Tuesday, June 20, 2017

Year 7, Day 171: Deuteronomy 20

Theological Commentary: Click Here


In Deuteronomy 20 we have a chapter about warfare.  Naturally, this is a pertinent chapter for Moses to give as he prepares to die and Joshua prepares to lead the people into the Promised Land.  The people are about to experience much warfare.  They need to know the rules.

Moses gives the general rule first.  If you besiege a city, first make sure that they aren’t willing to take the easy way out.  See if they surrender.  In other words, don’t fight battles unnecessarily.  I think that’s a generally good practice.  If there is a way to get through a conflict where there is peace and you don’t compromise your own position, take that option first.  In this case, Moses tells the Hebrew people that cities in general who surrender are to become forced laborers to the Hebrew people.

However, Moses makes a simple exception to this general rule.  Of the cities in Canaan, they are to be utterly destroyed.  Nobody is to be left.  When we look at this, we need to remember.  The general rule above still applies.  However, the case of Canaan is a specific place where God Himself is bringing judgment.  It isn’t the Hebrew people that are planning to attack, it is God’s plan of judgment.  It is God who will give the cities over to the Hebrew people.  This is God’s war.  That’s why the general rule of besieging a city can be supplanted.  The Canaanites are to die because God decreed it, not because it’s generally okay to utterly destroy those who oppose us.

Finally, we have a neat little paragraph about the fruit trees around a city.  God doesn’t want the people chopping down the fruit trees to make siege works.  From the perspective of the big picture, this makes a ton of sense.  Fruit trees are one of the land’s natural ways of providing for the animals and people that live there.  When fruit trees are cut down, there is no way to get more fruit unless you plant more trees.  That takes years of cultivation to replace.  What that means is that the incoming population of your own people will have a harder time surviving because they have no trees from which they can eat fruit!  It makes sense to chop down the trees that bear no fruit and use them for siege works but leave the fruiting trees be.

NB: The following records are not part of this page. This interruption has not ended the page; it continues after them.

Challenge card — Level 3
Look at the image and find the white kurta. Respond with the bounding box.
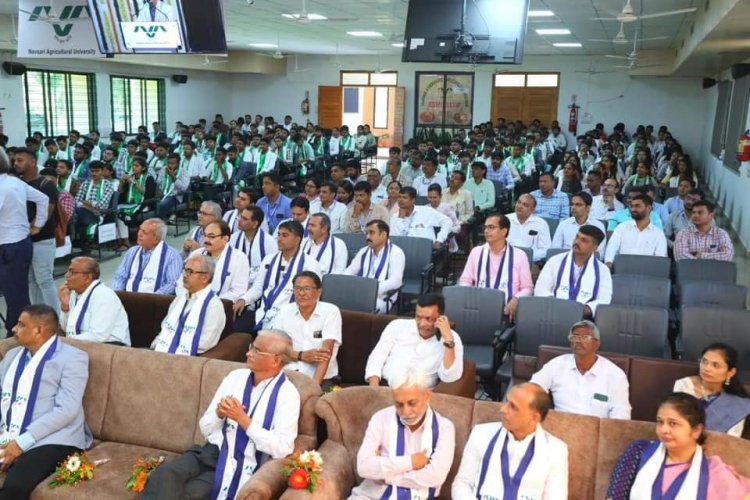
[180,246,250,302]
[60,280,131,345]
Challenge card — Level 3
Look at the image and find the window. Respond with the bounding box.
[722,76,750,171]
[373,87,389,129]
[110,76,165,134]
[493,73,559,88]
[494,74,526,87]
[23,69,97,137]
[340,71,398,87]
[711,81,732,157]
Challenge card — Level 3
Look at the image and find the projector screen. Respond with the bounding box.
[87,0,227,54]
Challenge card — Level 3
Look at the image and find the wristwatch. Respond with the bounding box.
[443,340,456,349]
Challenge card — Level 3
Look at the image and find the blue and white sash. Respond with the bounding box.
[553,251,601,304]
[66,281,102,337]
[211,372,287,500]
[204,246,234,296]
[304,236,337,275]
[0,336,59,445]
[231,230,268,272]
[154,290,216,356]
[703,392,750,434]
[223,209,240,233]
[126,242,168,293]
[357,243,392,281]
[256,251,306,328]
[476,243,514,304]
[190,226,205,245]
[630,441,708,500]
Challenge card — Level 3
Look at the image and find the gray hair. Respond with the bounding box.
[201,201,222,219]
[188,254,215,280]
[145,218,167,241]
[311,212,331,233]
[389,366,432,391]
[570,320,600,340]
[72,256,100,279]
[257,329,293,363]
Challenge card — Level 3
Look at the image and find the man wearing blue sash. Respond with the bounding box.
[275,196,311,241]
[223,188,269,234]
[143,330,300,500]
[302,213,348,275]
[112,218,182,295]
[452,383,568,500]
[151,255,226,356]
[230,206,277,286]
[350,366,455,499]
[182,201,222,258]
[534,225,612,318]
[0,305,92,499]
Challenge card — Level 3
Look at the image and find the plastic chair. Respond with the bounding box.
[336,233,368,266]
[594,305,670,358]
[611,275,671,309]
[321,274,379,313]
[679,282,747,309]
[613,254,672,279]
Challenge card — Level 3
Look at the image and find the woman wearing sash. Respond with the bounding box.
[115,157,156,250]
[673,343,750,439]
[606,392,750,499]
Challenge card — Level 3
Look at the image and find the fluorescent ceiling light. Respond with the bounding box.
[347,31,383,37]
[248,43,277,48]
[391,42,405,48]
[282,13,327,20]
[528,10,555,17]
[553,42,583,47]
[536,28,571,35]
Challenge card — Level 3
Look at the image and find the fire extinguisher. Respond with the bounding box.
[568,95,579,134]
[301,90,310,116]
[737,129,750,162]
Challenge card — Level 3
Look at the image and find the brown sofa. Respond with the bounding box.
[280,387,750,500]
[0,337,321,499]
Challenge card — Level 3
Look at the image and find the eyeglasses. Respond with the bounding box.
[483,224,500,231]
[203,233,222,240]
[183,268,208,277]
[65,269,90,276]
[248,344,278,357]
[293,286,319,294]
[197,210,213,216]
[568,335,596,343]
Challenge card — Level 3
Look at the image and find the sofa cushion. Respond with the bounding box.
[338,311,374,385]
[100,348,209,452]
[628,356,697,421]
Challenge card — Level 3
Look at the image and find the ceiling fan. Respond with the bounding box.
[591,0,697,23]
[201,56,229,67]
[0,15,19,46]
[588,21,668,45]
[613,60,661,70]
[284,0,355,23]
[604,26,642,62]
[291,55,312,73]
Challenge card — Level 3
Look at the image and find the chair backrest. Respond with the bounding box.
[336,233,367,265]
[442,286,505,345]
[390,236,433,280]
[415,196,429,206]
[680,281,747,309]
[613,254,671,279]
[611,275,671,309]
[594,305,669,358]
[321,274,378,313]
[514,297,585,356]
[675,260,737,285]
[545,247,568,261]
[680,306,750,373]
[542,217,560,238]
[515,246,534,270]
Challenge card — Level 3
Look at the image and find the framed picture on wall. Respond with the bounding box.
[415,72,474,140]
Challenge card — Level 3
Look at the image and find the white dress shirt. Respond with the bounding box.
[182,155,206,178]
[551,216,607,259]
[301,236,348,275]
[309,200,348,234]
[343,243,405,313]
[452,422,568,500]
[0,173,49,245]
[370,184,388,205]
[364,318,464,387]
[60,280,131,345]
[534,251,613,314]
[506,213,552,262]
[590,196,625,221]
[530,354,631,419]
[152,286,226,354]
[223,208,270,234]
[412,173,448,196]
[229,230,278,285]
[604,219,668,263]
[180,246,250,302]
[389,206,452,243]
[271,301,342,380]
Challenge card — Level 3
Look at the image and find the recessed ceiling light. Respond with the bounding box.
[528,10,555,17]
[282,13,327,20]
[536,28,571,35]
[347,31,383,37]
[553,42,583,47]
[391,42,405,48]
[248,43,277,48]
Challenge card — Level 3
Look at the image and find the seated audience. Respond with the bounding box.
[535,225,612,318]
[673,343,749,438]
[552,191,607,259]
[458,212,533,321]
[275,196,311,239]
[531,172,570,220]
[665,188,702,242]
[350,367,455,499]
[143,331,299,499]
[531,320,631,419]
[452,383,568,500]
[223,187,267,234]
[58,257,131,345]
[507,194,552,263]
[674,200,734,261]
[365,293,464,388]
[465,161,495,212]
[365,168,388,204]
[590,177,625,221]
[309,181,347,233]
[343,181,391,234]
[413,157,447,196]
[606,393,750,499]
[152,255,226,355]
[343,220,405,313]
[426,183,461,252]
[381,157,412,188]
[605,193,668,266]
[606,186,663,232]
[156,153,190,220]
[301,213,348,275]
[182,201,222,257]
[664,178,695,215]
[389,186,452,246]
[229,206,277,286]
[272,272,342,388]
[115,156,156,249]
[74,160,115,242]
[381,180,402,216]
[0,305,92,499]
[112,218,182,295]
[257,173,292,235]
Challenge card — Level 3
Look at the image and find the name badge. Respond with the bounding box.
[593,393,609,402]
[313,330,322,339]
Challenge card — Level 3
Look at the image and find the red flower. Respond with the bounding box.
[288,468,310,490]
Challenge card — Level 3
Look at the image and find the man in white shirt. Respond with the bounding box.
[535,225,612,318]
[532,321,631,421]
[365,168,388,205]
[604,193,668,267]
[590,178,625,221]
[223,187,265,234]
[390,186,452,247]
[309,181,347,233]
[452,383,568,500]
[143,331,299,499]
[136,0,177,22]
[301,213,348,275]
[365,293,464,388]
[182,201,221,258]
[344,219,405,314]
[381,157,412,188]
[412,157,447,197]
[506,194,551,263]
[181,141,206,179]
[351,367,456,499]
[229,206,277,286]
[552,192,607,259]
[58,257,131,345]
[275,197,310,241]
[272,272,342,388]
[151,255,226,356]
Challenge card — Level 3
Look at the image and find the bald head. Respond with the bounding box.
[517,383,552,421]
[72,256,100,279]
[255,330,293,360]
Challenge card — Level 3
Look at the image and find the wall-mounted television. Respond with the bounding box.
[87,0,227,54]
[402,0,529,64]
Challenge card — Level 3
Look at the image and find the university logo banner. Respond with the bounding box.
[17,0,101,58]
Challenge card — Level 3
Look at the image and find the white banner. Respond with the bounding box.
[17,0,101,58]
[120,21,182,50]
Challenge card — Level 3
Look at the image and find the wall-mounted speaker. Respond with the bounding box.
[2,62,27,76]
[731,64,750,80]
[702,78,717,89]
[172,74,188,84]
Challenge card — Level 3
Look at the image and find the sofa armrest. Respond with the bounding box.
[279,440,355,500]
[434,359,476,399]
[238,435,317,500]
[201,332,253,362]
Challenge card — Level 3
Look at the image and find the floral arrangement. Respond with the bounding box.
[126,456,166,493]
[48,453,97,488]
[282,450,324,493]
[324,385,342,394]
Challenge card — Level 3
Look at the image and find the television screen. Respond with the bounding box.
[402,0,529,64]
[87,0,227,54]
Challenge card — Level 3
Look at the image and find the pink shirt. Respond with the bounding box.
[458,244,534,300]
[662,456,750,499]
[352,406,456,499]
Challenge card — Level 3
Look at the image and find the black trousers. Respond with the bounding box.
[0,444,80,500]
[0,237,32,335]
[142,443,219,500]
[233,309,257,334]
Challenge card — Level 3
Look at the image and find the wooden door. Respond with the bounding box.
[392,86,405,147]
[318,86,342,129]
[491,87,524,124]
[490,86,559,125]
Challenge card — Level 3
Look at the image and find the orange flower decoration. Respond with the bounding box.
[288,468,310,490]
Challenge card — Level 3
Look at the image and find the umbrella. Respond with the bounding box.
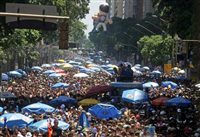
[15,69,27,76]
[133,70,143,76]
[78,98,100,106]
[0,113,34,129]
[61,63,73,70]
[122,89,148,103]
[166,97,191,107]
[90,67,101,72]
[152,96,169,106]
[0,92,16,98]
[85,85,114,97]
[8,71,22,78]
[31,66,43,71]
[73,73,89,78]
[89,103,121,120]
[162,81,178,89]
[49,96,77,107]
[0,107,3,113]
[79,68,95,73]
[2,73,9,81]
[22,102,55,114]
[41,64,51,68]
[43,70,55,75]
[54,68,65,73]
[151,70,162,75]
[49,73,62,78]
[143,82,159,88]
[143,66,150,70]
[51,82,69,89]
[77,112,90,129]
[178,70,185,74]
[57,59,66,63]
[195,83,200,88]
[28,118,69,133]
[106,64,118,69]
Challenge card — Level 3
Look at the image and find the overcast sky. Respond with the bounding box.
[81,0,106,37]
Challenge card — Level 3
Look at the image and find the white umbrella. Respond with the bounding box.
[73,73,89,78]
[178,70,185,74]
[143,66,150,70]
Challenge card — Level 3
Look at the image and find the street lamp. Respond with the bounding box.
[136,24,156,35]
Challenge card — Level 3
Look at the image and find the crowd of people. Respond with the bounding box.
[0,61,199,137]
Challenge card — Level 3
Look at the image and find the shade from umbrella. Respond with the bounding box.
[78,98,99,106]
[73,73,89,78]
[122,89,148,103]
[8,71,22,78]
[22,102,55,114]
[41,64,51,68]
[49,73,62,78]
[28,118,69,133]
[85,85,114,97]
[43,70,55,75]
[162,81,178,89]
[152,96,169,106]
[2,73,9,81]
[52,82,69,89]
[31,66,43,71]
[77,112,90,129]
[143,82,159,88]
[166,97,191,107]
[0,113,34,129]
[89,103,121,120]
[49,96,77,107]
[0,92,16,98]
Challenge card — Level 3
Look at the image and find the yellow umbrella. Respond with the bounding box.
[86,63,98,68]
[78,98,99,106]
[61,63,73,70]
[57,59,66,63]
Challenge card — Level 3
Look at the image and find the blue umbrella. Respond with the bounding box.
[143,82,159,88]
[15,69,27,76]
[49,73,61,78]
[31,66,43,71]
[77,112,90,129]
[166,97,191,107]
[122,89,148,103]
[49,96,77,107]
[2,73,9,81]
[162,81,178,89]
[28,118,70,133]
[22,102,55,114]
[0,113,34,129]
[88,103,121,120]
[43,70,55,75]
[52,82,69,89]
[8,71,22,78]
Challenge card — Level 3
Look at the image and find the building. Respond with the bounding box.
[107,0,154,20]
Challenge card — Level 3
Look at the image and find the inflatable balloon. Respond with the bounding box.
[92,3,112,32]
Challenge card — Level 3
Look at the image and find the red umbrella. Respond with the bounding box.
[152,96,169,106]
[85,85,115,97]
[53,68,65,73]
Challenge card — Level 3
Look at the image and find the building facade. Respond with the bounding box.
[106,0,154,20]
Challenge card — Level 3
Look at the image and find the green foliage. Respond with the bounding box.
[152,0,192,39]
[139,35,175,66]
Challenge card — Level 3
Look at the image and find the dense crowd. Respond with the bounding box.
[0,62,199,137]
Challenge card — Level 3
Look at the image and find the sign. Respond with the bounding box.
[6,3,58,30]
[164,64,172,74]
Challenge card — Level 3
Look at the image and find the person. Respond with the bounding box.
[48,119,62,137]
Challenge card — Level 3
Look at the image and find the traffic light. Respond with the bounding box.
[59,20,69,49]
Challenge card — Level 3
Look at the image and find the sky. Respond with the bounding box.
[81,0,106,37]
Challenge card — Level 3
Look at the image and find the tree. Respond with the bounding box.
[138,35,175,66]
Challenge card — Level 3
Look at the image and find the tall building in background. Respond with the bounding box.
[107,0,154,20]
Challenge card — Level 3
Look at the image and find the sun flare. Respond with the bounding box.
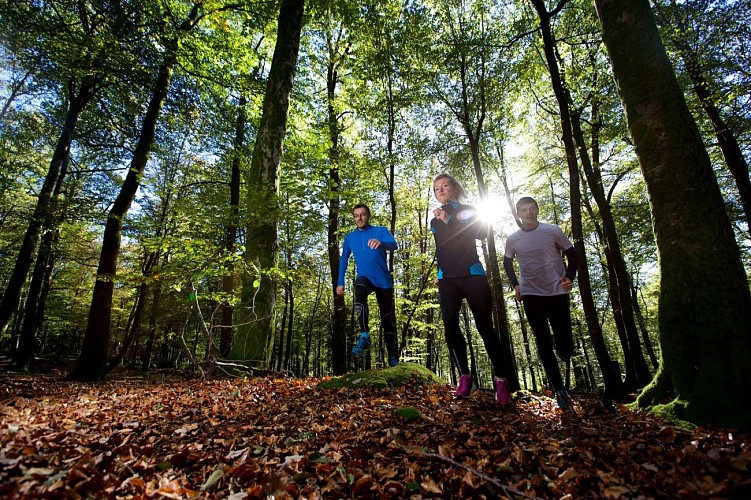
[476,196,509,225]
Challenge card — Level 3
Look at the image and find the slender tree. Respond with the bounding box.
[0,0,150,337]
[220,95,246,357]
[0,77,99,337]
[424,0,519,389]
[69,3,205,381]
[10,162,67,371]
[530,0,627,399]
[572,103,652,389]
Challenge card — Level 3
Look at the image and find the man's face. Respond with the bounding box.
[353,207,370,228]
[517,203,539,225]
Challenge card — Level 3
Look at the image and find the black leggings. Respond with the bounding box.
[438,275,505,378]
[354,276,398,357]
[522,294,573,391]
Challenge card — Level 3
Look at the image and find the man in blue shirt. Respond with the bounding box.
[337,204,399,366]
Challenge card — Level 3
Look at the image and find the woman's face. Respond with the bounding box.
[433,178,456,205]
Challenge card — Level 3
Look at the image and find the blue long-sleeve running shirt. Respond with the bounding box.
[337,225,398,289]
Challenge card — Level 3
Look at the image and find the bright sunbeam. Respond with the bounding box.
[476,196,509,225]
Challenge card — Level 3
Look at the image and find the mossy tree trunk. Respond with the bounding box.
[595,0,751,430]
[231,0,304,368]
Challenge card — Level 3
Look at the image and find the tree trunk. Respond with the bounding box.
[275,288,288,371]
[595,0,751,429]
[220,95,245,357]
[105,281,147,373]
[303,276,322,376]
[10,155,69,371]
[323,24,349,376]
[514,298,536,391]
[140,285,162,373]
[10,226,59,371]
[572,108,652,388]
[531,0,627,399]
[631,284,658,369]
[69,5,202,381]
[0,77,97,335]
[456,53,519,389]
[231,0,304,367]
[0,69,31,125]
[283,281,294,371]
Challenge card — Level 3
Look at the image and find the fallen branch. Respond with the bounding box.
[398,441,540,499]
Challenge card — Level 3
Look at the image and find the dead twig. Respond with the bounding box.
[398,441,541,499]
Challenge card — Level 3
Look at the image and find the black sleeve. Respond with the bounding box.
[503,256,519,287]
[563,246,578,281]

In general, I think that there is a really good principle at work.  Whenever we are in a conflict with another person, don’t allow the conflict to destroy the resources around us.  We need to make sure that we are measuring the cost of our conflict. There is nothing worse than having a conflict that is so bad that when the winner is decided there is nothing left of any value.  In that case, the conflict was ultimately over nothing, and the conflict was truly pointless.  If fighting a battle will ultimately result in the destruction of everything around us, is the battle really worth fighting at all?